IPv6 (Internet Protocol Version 6)

• Size: 128-bit binary integer.
• Format: Expressed in hexadecimal digits divided into eight 16-bit blocks separated by colons (e.g. 2001:db8:85a3::8a2e:370:7334).
• Address Space: 2¹²⁸ (an virtually infinite number of addresses), removing the need for address sharing hacks.

An IP address alone does not define the size of the network it belongs to. To determine boundaries, network cards use a secondary 32-bit mask: the Subnet Mask. The mask consists of contiguous binary 1s followed by contiguous 0s. The 1s represent the Network ID, and the 0s represent the Host ID.

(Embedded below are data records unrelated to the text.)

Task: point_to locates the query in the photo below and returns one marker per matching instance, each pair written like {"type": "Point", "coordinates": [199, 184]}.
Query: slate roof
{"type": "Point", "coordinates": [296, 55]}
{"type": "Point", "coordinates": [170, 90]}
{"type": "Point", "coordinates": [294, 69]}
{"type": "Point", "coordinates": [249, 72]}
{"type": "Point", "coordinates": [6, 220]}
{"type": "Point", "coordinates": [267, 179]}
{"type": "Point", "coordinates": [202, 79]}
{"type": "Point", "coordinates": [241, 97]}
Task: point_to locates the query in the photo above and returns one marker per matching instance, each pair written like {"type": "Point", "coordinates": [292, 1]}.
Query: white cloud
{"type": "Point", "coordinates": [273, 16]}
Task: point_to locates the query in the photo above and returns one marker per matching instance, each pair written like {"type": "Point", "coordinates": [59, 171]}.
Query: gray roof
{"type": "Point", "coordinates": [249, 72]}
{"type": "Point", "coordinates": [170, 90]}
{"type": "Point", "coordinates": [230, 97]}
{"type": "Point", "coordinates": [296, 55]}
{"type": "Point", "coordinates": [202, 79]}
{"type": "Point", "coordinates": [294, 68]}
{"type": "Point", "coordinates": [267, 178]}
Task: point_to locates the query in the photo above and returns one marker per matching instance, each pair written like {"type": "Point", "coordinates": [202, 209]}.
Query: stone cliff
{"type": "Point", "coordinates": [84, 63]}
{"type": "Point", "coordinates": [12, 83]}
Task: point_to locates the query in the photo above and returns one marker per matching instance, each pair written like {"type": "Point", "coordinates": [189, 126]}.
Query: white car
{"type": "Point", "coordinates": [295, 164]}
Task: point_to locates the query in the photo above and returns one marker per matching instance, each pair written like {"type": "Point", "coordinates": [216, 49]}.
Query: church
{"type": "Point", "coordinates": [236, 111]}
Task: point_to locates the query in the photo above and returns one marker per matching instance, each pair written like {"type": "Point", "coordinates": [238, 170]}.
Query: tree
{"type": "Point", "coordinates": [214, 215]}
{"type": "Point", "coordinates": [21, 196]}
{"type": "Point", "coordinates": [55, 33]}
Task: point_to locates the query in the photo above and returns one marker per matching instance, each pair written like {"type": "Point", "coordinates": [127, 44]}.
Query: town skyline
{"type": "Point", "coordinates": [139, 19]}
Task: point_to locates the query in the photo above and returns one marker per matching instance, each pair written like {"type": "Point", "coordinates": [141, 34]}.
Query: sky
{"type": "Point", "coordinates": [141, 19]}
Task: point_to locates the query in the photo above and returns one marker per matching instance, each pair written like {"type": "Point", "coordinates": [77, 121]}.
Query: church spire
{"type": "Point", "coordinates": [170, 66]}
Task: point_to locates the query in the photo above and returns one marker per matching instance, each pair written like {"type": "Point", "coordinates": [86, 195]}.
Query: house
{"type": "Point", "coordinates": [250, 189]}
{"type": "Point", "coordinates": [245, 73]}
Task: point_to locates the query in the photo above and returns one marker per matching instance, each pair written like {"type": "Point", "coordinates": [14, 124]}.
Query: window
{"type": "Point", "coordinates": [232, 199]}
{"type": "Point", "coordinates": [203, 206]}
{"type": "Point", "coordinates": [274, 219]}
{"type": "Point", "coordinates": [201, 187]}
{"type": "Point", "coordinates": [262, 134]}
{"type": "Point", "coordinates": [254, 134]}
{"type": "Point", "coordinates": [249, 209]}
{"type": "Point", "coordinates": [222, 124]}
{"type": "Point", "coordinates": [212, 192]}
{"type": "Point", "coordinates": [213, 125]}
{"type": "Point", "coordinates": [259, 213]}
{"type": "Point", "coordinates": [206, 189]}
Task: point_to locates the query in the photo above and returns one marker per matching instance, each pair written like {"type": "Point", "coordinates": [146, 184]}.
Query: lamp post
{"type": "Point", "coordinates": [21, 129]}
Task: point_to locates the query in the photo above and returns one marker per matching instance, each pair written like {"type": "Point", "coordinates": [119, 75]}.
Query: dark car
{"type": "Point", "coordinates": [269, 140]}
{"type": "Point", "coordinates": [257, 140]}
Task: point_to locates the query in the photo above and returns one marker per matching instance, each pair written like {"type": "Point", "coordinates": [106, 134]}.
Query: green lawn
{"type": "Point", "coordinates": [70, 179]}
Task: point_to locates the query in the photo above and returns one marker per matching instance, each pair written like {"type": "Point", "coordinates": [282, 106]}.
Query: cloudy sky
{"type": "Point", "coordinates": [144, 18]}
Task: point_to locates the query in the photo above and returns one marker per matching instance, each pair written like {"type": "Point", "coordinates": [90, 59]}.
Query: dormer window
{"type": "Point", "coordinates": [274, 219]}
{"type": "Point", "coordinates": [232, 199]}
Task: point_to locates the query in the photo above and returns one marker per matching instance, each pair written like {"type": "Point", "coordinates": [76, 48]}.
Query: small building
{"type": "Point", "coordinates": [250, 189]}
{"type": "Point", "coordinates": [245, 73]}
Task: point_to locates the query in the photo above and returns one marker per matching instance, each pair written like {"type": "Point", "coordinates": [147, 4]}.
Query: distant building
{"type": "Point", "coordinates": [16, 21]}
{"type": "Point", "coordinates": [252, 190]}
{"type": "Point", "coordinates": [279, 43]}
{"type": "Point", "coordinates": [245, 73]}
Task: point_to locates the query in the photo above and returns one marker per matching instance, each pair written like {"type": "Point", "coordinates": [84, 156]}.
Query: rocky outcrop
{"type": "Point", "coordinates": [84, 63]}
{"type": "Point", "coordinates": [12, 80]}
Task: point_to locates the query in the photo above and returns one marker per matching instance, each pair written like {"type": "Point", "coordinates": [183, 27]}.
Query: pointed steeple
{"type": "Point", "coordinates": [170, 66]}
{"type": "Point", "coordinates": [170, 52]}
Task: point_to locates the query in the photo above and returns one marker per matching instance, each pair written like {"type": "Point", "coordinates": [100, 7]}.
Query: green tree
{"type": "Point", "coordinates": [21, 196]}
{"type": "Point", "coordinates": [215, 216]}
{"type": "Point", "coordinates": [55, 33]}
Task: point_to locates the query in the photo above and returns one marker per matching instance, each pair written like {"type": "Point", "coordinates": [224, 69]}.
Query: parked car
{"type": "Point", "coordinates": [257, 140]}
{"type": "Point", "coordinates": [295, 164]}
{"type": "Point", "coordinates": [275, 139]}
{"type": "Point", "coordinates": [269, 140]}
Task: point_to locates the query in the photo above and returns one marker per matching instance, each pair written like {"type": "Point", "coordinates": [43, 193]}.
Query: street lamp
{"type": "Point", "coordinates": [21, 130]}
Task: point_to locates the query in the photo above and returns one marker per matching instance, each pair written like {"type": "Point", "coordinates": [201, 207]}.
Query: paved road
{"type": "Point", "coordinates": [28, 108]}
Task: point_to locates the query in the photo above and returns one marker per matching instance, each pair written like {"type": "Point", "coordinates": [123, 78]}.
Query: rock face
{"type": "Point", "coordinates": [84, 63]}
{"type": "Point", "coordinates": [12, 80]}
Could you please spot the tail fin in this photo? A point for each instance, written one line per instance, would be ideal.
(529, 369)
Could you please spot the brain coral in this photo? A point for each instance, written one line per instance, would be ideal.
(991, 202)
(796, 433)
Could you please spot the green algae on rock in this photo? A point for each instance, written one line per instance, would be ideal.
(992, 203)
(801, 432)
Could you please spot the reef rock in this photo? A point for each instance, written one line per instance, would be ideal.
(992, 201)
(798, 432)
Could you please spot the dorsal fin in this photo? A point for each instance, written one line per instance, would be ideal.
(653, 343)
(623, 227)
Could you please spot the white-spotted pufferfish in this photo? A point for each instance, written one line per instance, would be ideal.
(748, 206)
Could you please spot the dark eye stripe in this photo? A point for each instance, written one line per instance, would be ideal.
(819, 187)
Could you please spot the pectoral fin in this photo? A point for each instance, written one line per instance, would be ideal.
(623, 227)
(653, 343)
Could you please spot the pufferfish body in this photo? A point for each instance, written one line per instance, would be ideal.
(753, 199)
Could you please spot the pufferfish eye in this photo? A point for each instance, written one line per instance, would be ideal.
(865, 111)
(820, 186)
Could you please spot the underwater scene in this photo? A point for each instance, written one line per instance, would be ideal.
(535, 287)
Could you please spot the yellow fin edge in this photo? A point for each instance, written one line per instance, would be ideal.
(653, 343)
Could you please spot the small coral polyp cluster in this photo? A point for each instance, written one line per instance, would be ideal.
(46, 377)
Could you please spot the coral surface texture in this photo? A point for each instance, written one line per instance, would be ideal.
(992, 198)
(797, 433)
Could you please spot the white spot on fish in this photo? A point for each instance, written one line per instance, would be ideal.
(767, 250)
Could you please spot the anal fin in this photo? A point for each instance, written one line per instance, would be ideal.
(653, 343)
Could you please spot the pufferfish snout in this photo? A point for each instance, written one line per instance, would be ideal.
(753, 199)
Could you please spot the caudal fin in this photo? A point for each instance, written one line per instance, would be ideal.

• Standard Mask: 255.255.255.0 in binary is 11111111.11111111.11111111.00000000.
• CIDR Notation: To simplify, CIDR represents the number of contiguous 1 bits as a trailing slash count. For example, 255.255.255.0 is written as /24.
• Variable Subnetting: A /26 prefix indicates that the first 26 bits are dedicated to the network, leaving 6 bits (32 - 26 = 6) for host assignments within that local network.

When a server sends a packet to IP 192.168.1.85 on a /26 subnet, it runs bitwise operations to find the boundaries:

1. Network Address Calculation (Bitwise AND)

The interface runs a bitwise AND between the IP address and the Subnet Mask.

  192.168.1.85: 11000000.10101000.00000001.01010101
  Mask (/26)  : 11111111.11111111.11111111.11000000
  -------------------------------------------------
  Network ID  : 11000000.10101000.00000001.01000000 -> 192.168.1.64

This is the identifier of the network itself.

2. Broadcast Address Calculation (Bitwise OR NOT)

The broadcast address (used to send packets to all hosts in the subnet) is found by setting all host bits (the last 6 bits) to 1.

  Network ID  : 11000000.10101000.00000001.01000000
  Host Bit Fill: 00000000.00000000.00000000.00111111
  -------------------------------------------------
  Broadcast ID: 11000000.10101000.00000001.01111111 -> 192.168.1.127

3. Usable Host Range

The first and last addresses of any block are reserved: the Network Address (.64) and the Broadcast Address (.127). Thus, the usable host addresses in this subnet range from 192.168.1.65 to 192.168.1.126, leaving 62 usable addresses (2⁶ - 2 = 62).

Cloud engineers use CIDR to divide a Virtual Private Cloud (VPC) block into isolated subnets.

For example, if a company is allocated 10.0.0.0/16 (65,536 addresses), they can partition it into smaller /24 subnets (256 addresses each):

• 10.0.1.0/24: Dev public web subnet.
• 10.0.2.0/24: Production public web subnet.
• 10.0.100.0/24: Private database subnet (isolated from direct internet routing).

To prevent global IPv4 address exhaustion, certain IP ranges are designated as private spaces under RFC 1918:

• 10.0.0.0/8
• 172.16.0.0/12
• 192.168.0.0/16

Routers on the public internet are programmed to discard packets heading to these private networks. For internal servers to reach the public internet, they must route traffic through a Network Address Translation (NAT) gateway. The NAT gateway replaces the private source IP in the packet header with its own public IP, forwards the request, and returns responses back to the internal host.

• RFC 4632: Classless Inter-domain Routing (CIDR) — The official Internet standards specification defining CIDR architecture.
• RFC 1918: Address Allocation for Private Internets — The standard defining private IP networks and routing boundaries.
• TCP/IP Illustrated, Volume 1 — W. Richard Stevens' textbook on internet protocols, addressing, and routing behaviors.